12-year-old cancer-free after bone marrow transplant from sister works

It's the moment 12-year-old Colton King has been waiting for: Ringing the cancer-free bell at AdventHealth for Children in Orlando. 

He's now officially cancer-free after he and his family learning the bone marrow transplant — with his 17-year-old sister Kaylee who turned out to be the perfect donor match — worked.

"They said he is cancer-free. There's no sign of leukemia and I just started bawling like I couldn't even speak," Colton's mom Stacy King said.

RELATED: Sister of 12-year-old cancer patient donates bone marrow for potentially life-saving transplant

Ringing the bell is a moment that wouldn't have been possible without his sister Kaylee. 

"It became such a relief and so much stress was lifted off because the transplant took," Kaylee said.

Colton was a star on the baseball field who celebrated his 12th birthday at the batting cages back in July only to find out the same day he was diagnosed with a rare form of leukemia and would need a bone marrow transplant. Months later, Kaylee learned she was the perfect donor match.

In January, the siblings underwent the operation at AdventHealth for Children in Orlando, but it wasn't until this week they learned it worked. As a result, Colton got released from the hospital and now he and his mom are living at the Ronald McDonald house next door.

READ: Fish Hawk boy with rare form of leukemia cleared for life-saving transplant after sister was found to be match

"I said 'Buddy you have no more leukemia, like your cells are 100% Kaylee's, and you are cancer-free,' and he just kind of broke out into this. You could see the relief in his eyes and on his face and he broke out into a big smile," King said.

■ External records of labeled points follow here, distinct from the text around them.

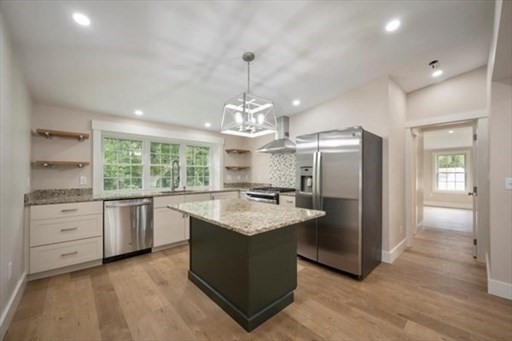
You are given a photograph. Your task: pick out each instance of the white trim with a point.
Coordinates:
(12, 304)
(498, 288)
(391, 256)
(446, 119)
(495, 287)
(154, 132)
(448, 204)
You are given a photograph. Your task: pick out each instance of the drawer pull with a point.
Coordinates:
(68, 229)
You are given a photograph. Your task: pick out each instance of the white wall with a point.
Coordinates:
(465, 93)
(15, 177)
(58, 118)
(379, 107)
(396, 195)
(260, 162)
(500, 136)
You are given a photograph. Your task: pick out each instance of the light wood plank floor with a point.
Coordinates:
(448, 218)
(434, 291)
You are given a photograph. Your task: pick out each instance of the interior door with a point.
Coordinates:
(339, 233)
(307, 146)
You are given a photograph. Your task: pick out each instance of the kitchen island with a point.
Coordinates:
(243, 255)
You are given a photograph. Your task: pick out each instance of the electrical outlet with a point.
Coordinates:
(508, 183)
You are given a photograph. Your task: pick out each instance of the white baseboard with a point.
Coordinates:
(494, 287)
(498, 288)
(390, 256)
(12, 304)
(448, 204)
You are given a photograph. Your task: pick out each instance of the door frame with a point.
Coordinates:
(481, 178)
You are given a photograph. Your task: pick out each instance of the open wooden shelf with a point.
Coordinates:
(67, 164)
(236, 167)
(237, 151)
(48, 133)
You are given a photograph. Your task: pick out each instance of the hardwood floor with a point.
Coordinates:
(433, 291)
(448, 218)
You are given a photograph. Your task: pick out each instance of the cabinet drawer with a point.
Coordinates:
(48, 257)
(65, 210)
(286, 201)
(49, 231)
(159, 202)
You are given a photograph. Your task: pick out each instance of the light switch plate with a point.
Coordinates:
(508, 183)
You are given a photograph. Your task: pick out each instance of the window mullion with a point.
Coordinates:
(146, 163)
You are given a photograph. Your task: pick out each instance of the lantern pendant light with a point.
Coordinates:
(248, 115)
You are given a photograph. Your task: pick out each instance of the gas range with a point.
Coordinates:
(268, 195)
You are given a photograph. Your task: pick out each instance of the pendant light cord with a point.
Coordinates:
(248, 77)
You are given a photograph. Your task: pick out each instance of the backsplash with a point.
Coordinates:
(282, 170)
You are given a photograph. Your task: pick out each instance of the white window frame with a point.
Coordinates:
(147, 135)
(467, 161)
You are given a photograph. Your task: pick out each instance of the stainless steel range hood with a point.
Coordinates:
(282, 143)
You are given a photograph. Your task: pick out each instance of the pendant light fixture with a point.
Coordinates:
(248, 115)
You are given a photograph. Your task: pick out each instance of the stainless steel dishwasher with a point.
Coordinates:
(128, 228)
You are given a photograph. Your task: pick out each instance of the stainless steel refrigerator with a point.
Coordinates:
(340, 172)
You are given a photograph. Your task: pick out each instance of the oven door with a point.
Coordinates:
(261, 199)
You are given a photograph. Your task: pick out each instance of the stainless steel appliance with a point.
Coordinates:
(340, 172)
(128, 228)
(269, 195)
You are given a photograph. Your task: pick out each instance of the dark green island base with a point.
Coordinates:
(251, 278)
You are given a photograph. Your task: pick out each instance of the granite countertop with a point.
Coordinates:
(246, 217)
(63, 196)
(287, 194)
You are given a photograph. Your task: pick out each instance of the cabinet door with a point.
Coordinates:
(224, 195)
(169, 227)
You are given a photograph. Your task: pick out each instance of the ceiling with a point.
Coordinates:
(178, 61)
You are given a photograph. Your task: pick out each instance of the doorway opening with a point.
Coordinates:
(444, 175)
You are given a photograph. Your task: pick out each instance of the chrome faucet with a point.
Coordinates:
(175, 175)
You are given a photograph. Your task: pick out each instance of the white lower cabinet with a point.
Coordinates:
(53, 256)
(168, 225)
(65, 234)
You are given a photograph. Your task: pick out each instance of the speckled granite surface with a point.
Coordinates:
(63, 196)
(287, 194)
(246, 217)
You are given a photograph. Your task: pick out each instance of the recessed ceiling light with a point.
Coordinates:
(81, 19)
(393, 25)
(437, 73)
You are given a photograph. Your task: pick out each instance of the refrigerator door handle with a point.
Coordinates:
(313, 190)
(318, 177)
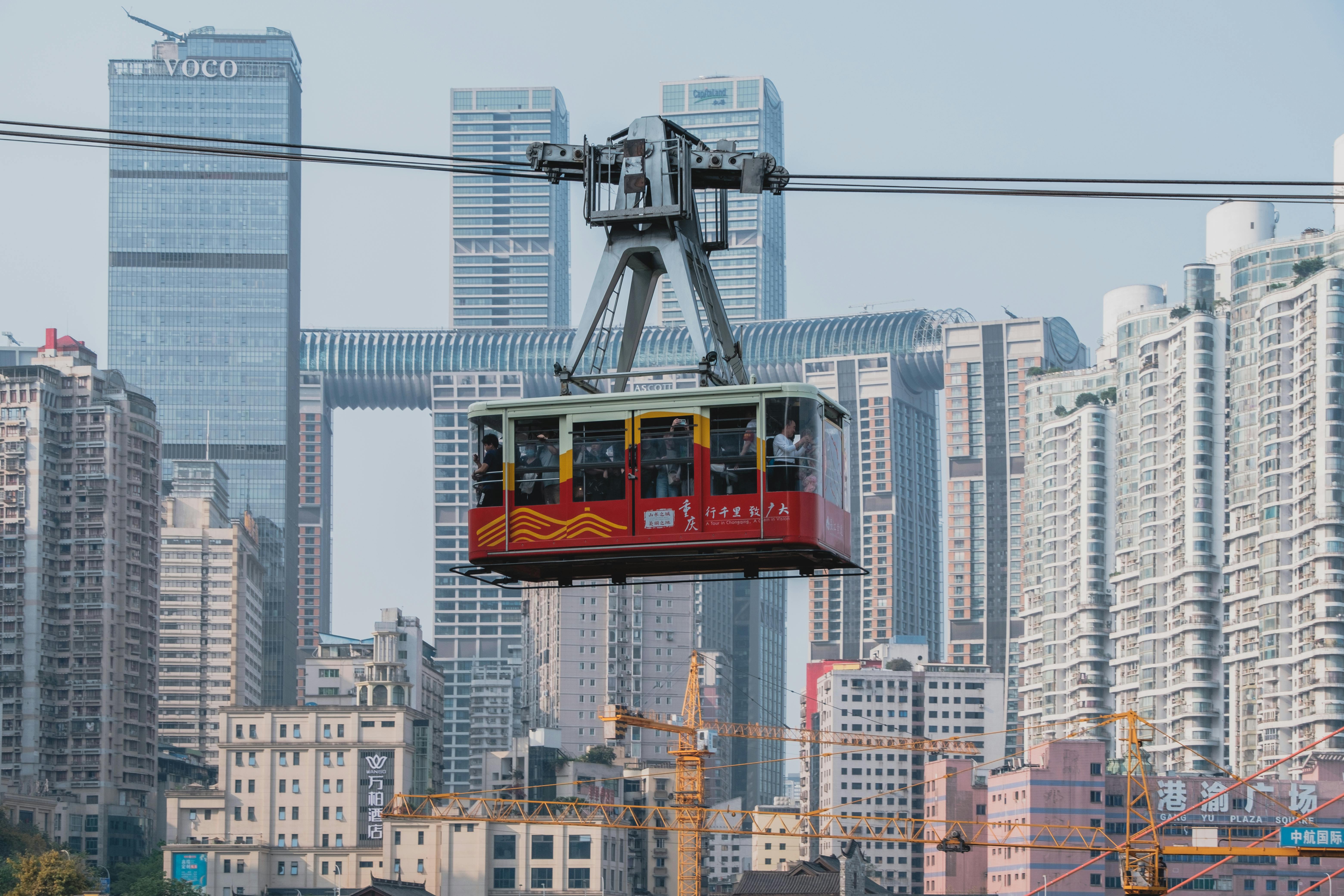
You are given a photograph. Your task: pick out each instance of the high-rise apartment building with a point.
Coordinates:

His story has touched thousands on social media and has even gotten the attention of the Tampa Bay Rays who sent him personalized jerseys with he and his sister's names along with an autographed bat and baseball.

"We have this amazing community of people supporting him and praying for him and people who are just really rooting for him and are going to be walking next to him and next to our whole family and so it just makes a big difference," King said.

For the next year, Colton will be recovering and working to build up his immune system, so he can return to in-person school next year. Going forward, he has 3 more check-ups one in 30 days, one in 60 days and one in a year to make sure the cancer doesn't come back.

Until then, King says they're celebrating the moment hopeful the rest of the family will get to reunite with him later this week.